Crónicas de uma Leitora: “Desaparecido para sempre” de Harlan Coben [Opinião]

quarta-feira, 22 de maio de 2013

“Desaparecido para sempre” de Harlan Coben [Opinião]



Sinopse
"Onze anos atrás, a 17 de Outubro, na pequena cidade de Livingston, Nova Jérsia, o meu irmão Ken Klein, então com vinte e quatro anos, violou brutalmente e estrangulou a nossa vizinha Julie Miller. Na cave dela." Esta é, pelo menos, a versão oficial da Polícia, mas nem Will, irmão de Ken, nem os seus pais jamais duvidaram da inocência de Ken, apesar das evidências junto ao local do crime. Onze anos passaram e nunca mais se soube do paradeiro de Ken. Estaria ele vivo ou morto? Will sempre preferiu acreditar na segunda hipótese, até ao dia em que a sua mãe, no leito da morte, lhe revela que Ken está, afinal, vivo. Um thriller intenso.

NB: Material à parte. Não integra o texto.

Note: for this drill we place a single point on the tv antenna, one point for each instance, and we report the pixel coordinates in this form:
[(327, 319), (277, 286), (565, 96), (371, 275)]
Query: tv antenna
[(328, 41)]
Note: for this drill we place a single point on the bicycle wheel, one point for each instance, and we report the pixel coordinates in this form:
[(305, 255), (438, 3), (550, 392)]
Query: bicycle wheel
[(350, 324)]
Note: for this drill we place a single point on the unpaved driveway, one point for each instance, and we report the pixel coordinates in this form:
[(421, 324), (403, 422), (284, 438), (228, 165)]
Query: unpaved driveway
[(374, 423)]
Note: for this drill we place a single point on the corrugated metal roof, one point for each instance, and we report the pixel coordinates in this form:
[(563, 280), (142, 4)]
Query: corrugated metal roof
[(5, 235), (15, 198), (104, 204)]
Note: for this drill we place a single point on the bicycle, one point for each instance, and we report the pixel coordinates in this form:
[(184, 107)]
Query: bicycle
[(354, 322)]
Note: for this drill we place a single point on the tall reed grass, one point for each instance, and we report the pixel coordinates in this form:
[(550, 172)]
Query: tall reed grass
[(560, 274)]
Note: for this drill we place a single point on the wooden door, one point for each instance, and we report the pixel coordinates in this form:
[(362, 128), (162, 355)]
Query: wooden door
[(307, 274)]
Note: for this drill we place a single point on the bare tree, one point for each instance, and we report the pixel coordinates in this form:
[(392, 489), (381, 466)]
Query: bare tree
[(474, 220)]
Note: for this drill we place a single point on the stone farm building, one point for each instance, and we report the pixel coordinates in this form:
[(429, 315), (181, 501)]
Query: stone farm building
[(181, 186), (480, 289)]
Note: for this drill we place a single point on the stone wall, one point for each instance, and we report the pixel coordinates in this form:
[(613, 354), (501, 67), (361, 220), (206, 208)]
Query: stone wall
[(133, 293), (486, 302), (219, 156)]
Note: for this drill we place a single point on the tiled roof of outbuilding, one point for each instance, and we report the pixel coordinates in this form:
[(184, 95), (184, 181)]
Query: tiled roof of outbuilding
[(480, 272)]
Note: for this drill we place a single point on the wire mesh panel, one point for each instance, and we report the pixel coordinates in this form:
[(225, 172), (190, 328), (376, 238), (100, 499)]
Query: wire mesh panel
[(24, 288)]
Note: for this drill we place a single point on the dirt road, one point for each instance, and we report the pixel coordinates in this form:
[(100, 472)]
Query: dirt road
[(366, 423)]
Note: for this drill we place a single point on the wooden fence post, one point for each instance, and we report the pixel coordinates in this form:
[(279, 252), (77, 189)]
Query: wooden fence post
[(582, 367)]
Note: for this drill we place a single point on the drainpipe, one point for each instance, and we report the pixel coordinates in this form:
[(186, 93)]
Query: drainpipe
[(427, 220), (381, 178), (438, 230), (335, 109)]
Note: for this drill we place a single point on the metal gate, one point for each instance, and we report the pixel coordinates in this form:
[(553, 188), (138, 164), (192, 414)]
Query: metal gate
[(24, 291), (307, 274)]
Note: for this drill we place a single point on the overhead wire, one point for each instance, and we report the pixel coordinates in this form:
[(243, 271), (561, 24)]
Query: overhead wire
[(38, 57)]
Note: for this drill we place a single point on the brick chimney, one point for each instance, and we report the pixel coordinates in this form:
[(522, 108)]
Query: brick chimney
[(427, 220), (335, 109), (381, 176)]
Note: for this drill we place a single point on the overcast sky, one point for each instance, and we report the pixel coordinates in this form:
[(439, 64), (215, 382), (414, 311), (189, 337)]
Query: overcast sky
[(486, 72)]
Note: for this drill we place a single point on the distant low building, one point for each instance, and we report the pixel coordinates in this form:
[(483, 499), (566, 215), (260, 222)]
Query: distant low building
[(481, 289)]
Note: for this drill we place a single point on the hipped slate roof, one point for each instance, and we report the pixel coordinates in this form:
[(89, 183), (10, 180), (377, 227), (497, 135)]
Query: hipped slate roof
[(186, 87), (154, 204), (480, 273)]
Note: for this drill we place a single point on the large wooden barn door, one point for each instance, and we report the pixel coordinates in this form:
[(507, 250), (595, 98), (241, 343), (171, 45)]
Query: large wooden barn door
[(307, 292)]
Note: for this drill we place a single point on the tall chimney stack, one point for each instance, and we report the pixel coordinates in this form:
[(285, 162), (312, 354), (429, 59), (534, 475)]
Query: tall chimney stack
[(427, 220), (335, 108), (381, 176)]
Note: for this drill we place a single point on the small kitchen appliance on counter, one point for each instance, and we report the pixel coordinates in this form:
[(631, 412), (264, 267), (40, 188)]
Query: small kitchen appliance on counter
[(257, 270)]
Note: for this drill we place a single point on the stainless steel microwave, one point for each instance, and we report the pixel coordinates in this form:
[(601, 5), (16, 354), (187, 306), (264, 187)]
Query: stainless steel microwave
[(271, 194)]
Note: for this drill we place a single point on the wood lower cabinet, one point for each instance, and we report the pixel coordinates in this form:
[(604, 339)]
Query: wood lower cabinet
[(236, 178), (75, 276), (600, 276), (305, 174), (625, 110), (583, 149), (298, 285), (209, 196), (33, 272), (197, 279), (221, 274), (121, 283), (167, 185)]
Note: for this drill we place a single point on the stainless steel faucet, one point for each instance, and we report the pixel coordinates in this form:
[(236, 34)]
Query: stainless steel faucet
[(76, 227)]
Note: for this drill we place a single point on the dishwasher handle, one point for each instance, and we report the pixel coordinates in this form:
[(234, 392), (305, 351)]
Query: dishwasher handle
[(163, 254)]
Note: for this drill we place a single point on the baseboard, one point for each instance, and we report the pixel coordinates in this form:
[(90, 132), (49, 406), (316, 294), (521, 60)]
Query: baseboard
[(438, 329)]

Opinião por Carla Geraldes
Ora bem… como começar. Primeiro… Harlan Coben, nunca tinha lido nada dele. Não sabia o que me esperava. Só sabia que era policial e eu gosto de policiais. Muito. Mas nada me preparou para o primeiro impacto deste livro.
Tudo começa num funeral. A narrativa é feita por Will, filho da senhora que foi a enterrar. Director da Covenant House, que acolhe prostitutas, drogados, mães solteiras e que lhes dá todo o apoio para se endireitarem de novo, vive para ajudar estas pessoas “desfavorecidas”. Vive com Sheila, que também ela foi “acolhida” por ele.
Ainda no seu leito de morte, a mãe diz a Will que o irmão dele está vivo, mas não tem oportunidade de lhe contar mais nada. Quando no dia seguinte, Will começa a arrumar o quarto da mãe, descobre uma fotografia escondida do irmão. Afinal, ele está mesmo vivo e a mãe não estava a delirar quando lho disse. Ken, é este o nome do filho "desaparecido" tinha sido acusado  de homicídio 11 anos antes, de uma ex namorada de Will, mas conseguiu fugir, e desde ai nunca mais ninguém soube nada dele. Dado como fugitivo pelo FBI, e morto pela família é um choque enorme quando Will descobre que afinal, estes anos todos, o irmão nunca deu noticias.
O que acontece a partir daqui é uma montanha russa de acontecimentos. Will, descobre que a sua namorada, a quem estava a pensar propor casamento, é acusada de homicídio de 2 pessoas. E quando ela desaparece misteriosamente ele não sabe o que pensar. É interrogado pelo FBI mas ele pouco sabe acrescentar sobre isso. Será o próprio do FBI a dar-lhe a noticia que ela apareceu morta, espancada violentamente. Em poucos dias, Will, perde a mãe, descobre que o irmão está vivo e assassinam-lhe a namorada cujo passado ele desconhecia por completo. Quando dá por si, está a ser preso e acusado da morte da ex-namorada de infância, e de Sheila, a mais recente namorada. Claro que, a partir daqui, o objectivo de  vida é descobrir todo as mentiras e emaranhados de intrigas e mortes que o rodeiam e quem é que faz questão de o incriminar a ele e ao irmão. Mas não vai ser nada fácil. Existem personagens obscuras, mafiosos, cujo objectivo de vida é matar quem lhes fez mal. Ficamos a conhecer “amigos” que viviam todos na mesma rua, que estudaram juntos e que levaram rumos completamente distintos, e que agora, que descobriram que Ken está vivo, querem vingança.
Os capítulos são mínimos, por vezes só de 3 ou 4 paginas, em que se nos é apresentado mais uma personagem, ou desenvolvida mais uma história. Histórias que em tudo se interligam de maneiras que nunca imaginamos. Quando pensamos que já nada nos surpreende, eis que nos surge mais um acontecimento bizarro. Esta é daquelas histórias que, quando pensamos que tudo está revelado, acontece uma reviravolta e afinal “nem tudo o que parece é”
Muito ao estilo “O padrinho”, é uma leitura que se faz com facilidade, atendendo ao ritmo alucinante a que tudo se passa. É fascinante, envolvente e com tantas surpresas como poucos livros me conseguiram dar.